Fundamentally we have two different views of human nature and of democracy. You have the view that people are irrational, that they are bundles of irrational emotions, that comes directly out of Freud, and businesses are very able to respond to that – that’s what they have honed their skills doing, that’s what marketing is about. Politics must be more than that. Politics and leadership are about engaging the public in a rational discussion and deliberation about what is best and treating people with respect in terms of their rational abilities to judge what is best.


*Edward Bernays was the nephew of Sigmund Freud, the founding father of public relations and the main architect of modern techniques of mass-consumer persuasion. He seems to have worked with every major US corporation as well as the government.


ETA: Forgot to link the torrent.

As far as I can determine, conservatism has two main supporters – religious conservatives and those that are against so-called big government (I say so-called because government spending has grown considerably during the Bush administration, and yet as far as I can tell these conservatives still support the administration and the party). What’s not readily apparent at first glance, however, is that the trade-off being supported is of the private versus the public sector, of corporations making their own rules and the governments accomodating them.
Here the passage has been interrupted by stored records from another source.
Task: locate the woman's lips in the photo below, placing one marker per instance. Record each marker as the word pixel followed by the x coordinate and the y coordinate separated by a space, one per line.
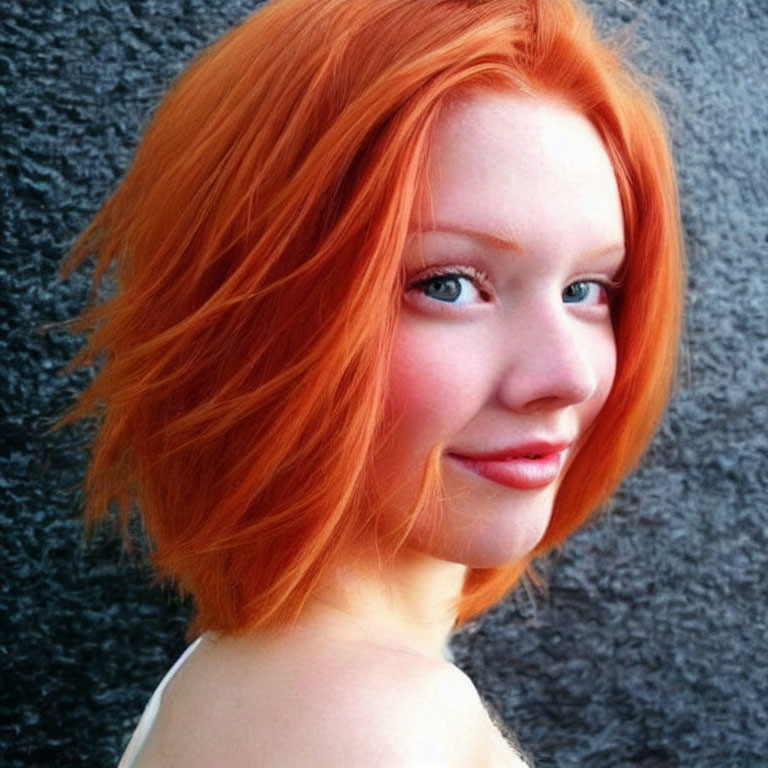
pixel 518 472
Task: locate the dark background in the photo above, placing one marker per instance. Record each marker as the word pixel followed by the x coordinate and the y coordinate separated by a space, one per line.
pixel 650 648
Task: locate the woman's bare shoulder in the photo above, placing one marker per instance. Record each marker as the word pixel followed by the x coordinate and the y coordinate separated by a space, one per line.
pixel 346 705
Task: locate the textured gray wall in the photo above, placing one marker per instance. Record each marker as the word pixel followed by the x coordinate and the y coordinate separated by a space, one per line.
pixel 649 649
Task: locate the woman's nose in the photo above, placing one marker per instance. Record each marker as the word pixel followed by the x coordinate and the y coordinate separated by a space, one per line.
pixel 551 365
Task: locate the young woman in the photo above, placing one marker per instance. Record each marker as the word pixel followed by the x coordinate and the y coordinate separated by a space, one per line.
pixel 398 305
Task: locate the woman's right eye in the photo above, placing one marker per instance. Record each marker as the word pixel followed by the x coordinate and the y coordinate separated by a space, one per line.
pixel 458 287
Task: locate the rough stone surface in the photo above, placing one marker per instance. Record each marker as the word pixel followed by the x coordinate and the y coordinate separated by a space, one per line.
pixel 650 647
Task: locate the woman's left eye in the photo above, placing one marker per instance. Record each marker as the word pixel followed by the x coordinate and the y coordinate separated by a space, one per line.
pixel 585 292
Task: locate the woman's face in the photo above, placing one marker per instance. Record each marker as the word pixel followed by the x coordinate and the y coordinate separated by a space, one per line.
pixel 504 351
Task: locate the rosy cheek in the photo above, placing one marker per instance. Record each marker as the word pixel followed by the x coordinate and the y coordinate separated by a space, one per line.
pixel 431 382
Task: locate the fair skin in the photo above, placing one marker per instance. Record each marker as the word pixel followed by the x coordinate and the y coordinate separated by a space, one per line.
pixel 512 344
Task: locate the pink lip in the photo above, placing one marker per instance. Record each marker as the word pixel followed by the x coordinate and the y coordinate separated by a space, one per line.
pixel 513 468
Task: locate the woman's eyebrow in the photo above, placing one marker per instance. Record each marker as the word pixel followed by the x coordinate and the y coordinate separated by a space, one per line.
pixel 506 244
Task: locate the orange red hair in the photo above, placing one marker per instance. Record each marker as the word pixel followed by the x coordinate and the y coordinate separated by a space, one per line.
pixel 255 245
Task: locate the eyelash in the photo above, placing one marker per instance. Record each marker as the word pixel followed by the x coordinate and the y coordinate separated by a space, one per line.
pixel 477 276
pixel 482 281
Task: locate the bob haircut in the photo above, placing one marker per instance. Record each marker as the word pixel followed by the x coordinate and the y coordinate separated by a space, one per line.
pixel 256 244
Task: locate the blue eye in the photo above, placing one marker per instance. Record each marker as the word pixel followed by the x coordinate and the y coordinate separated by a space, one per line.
pixel 585 292
pixel 451 288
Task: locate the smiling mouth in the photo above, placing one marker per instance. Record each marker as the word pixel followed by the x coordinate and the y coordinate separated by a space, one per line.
pixel 529 471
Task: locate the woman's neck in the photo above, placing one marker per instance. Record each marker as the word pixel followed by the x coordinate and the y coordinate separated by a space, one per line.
pixel 410 606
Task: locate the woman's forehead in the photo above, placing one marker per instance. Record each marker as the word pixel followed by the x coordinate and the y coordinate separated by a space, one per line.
pixel 526 170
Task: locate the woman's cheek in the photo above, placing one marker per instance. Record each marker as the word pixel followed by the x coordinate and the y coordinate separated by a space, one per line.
pixel 434 382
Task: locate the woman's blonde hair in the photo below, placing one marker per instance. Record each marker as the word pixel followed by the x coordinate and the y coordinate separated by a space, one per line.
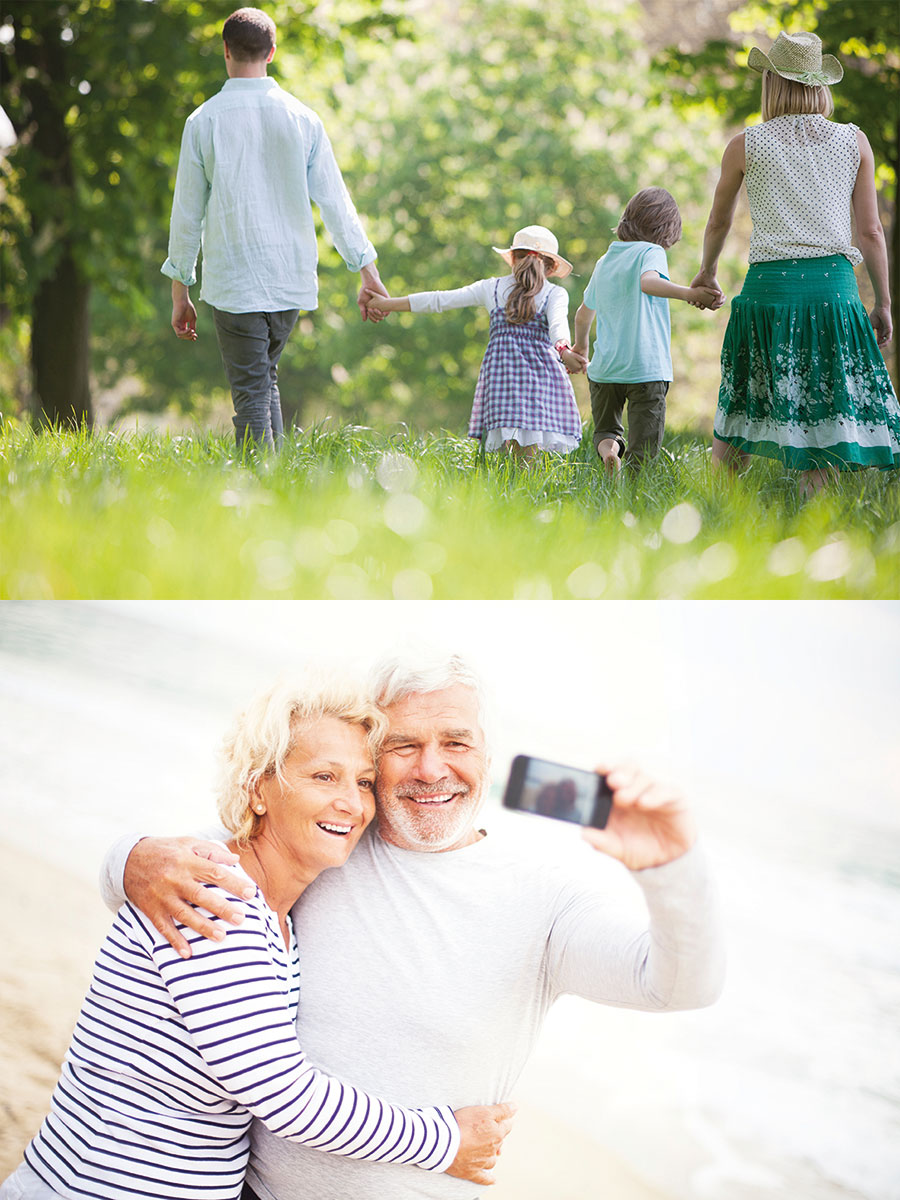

Conservatives say that governments are too inefficient and wasteful, and point to corporations as models of efficiency. I agree with them on the problem – our government, today, is inefficient and wasteful – but disagree with how to fix it. Governments are only as good as the people they govern, and together we can fire corrupt and morally bankrupt politicians simply by refusing to re-elect them. I think that the citizens of this country should be made more aware so that they can elect good representatives. Conservatives, on the other hand, seem to prefer getting rid of the government altogether, or squeezing it into as small a shape as possible. But, as I said before, I don’t think the trade-off here is of government control versus freedom, but rather of the rule of the majority, which is what governments are supposed to represent (I say supposed to because the recent administration so obviously doesn’t, always putting corporate interests above those of the public) versus the rule of the rich, which is the class that rules corporations.

When the Bush administration cuts taxes that corporations have to pay and supports those tax cuts with cuts in public sector programs such as those that support health care and education, it promotes the growth of corporations at the expense of the public sector, a move that bears all the hallmarks of Reaganomics. And it’s surprising to me that people still think of Reagonomics as a viable economic theory, when any rational look at the data, and just plain common sense, would indicate that wealth does not trickle down but tends to accumulate at the top. Money is spent by the poor; by the rich it is horded.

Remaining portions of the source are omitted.